If water is injected to displace a water-like gelant, the mobility ratio for the displacement is unity. In radial flow, injection of a water postflush will thin the gelant bank, even in the absence of diffusion and dispersion (see Fig. 15). However, this thinning is not large, and it occurs to about the same proportion in all zones. This point is illustrated in Fig. 16. The situation represented in Fig. 16 is as follows. First, a water-like gelant is injected into a radial, multilayer reservoir until the gelant propagates to a radius of 50 ft in the most-permeable layer (Layer 1). (The wellbore radius is 0.5 ft, and all layers have the same porosity.) At this time the length of the gelant bank (bank radius minus the wellbore radius) will be 49.5 ft, 15.3 ft, 4.5 ft, and 1.2 ft in layers that have permeabilities that are 1, 10, 100, and 1000 times less than that in the most-permeable layer, respectively. After injection of the gelant, water is injected to displace the gelant away from the wellbore. Fig. 16 plots the length of the gelant bank in a given zone (Layer 2, where the permeability ratio, k1/k2, is specified in the figure) as a function of radius of the water postflush in the most-permeable zone. Fig. 16 reveals that a water postflush out to 50 ft in the most-permeable zone reduces the length of the gelant bank in all zones by roughly a factor of two.

Ref. 42 presents a detailed examination of the impact of bank thinning, dispersion, and diffusion on gelant placement when a water postflush displaces a water-like gelant away from the wellbore before gelation. From that analysis, we concluded that a water postflush prior to gelation can significantly increase injectivity in a radial geometry.
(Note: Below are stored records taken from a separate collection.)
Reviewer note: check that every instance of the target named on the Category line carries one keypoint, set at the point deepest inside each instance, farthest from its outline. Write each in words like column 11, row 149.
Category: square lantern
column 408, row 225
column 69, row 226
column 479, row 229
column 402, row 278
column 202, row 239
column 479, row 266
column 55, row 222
Unfortunately, injectivity increases by approximately the same proportion in all zones. Also, diffusion and dispersion can reduce the size of a gel bank during a water postflush. However, the bank size is reduced by about the same proportion in all zones. Thus, a water postflush usually does not help to eliminate the need to protect hydrocarbon-productive zones during gel placement.

Fig. 15. Illustration of a water postflush.
Fig. 16. Thinning of the gelant bank.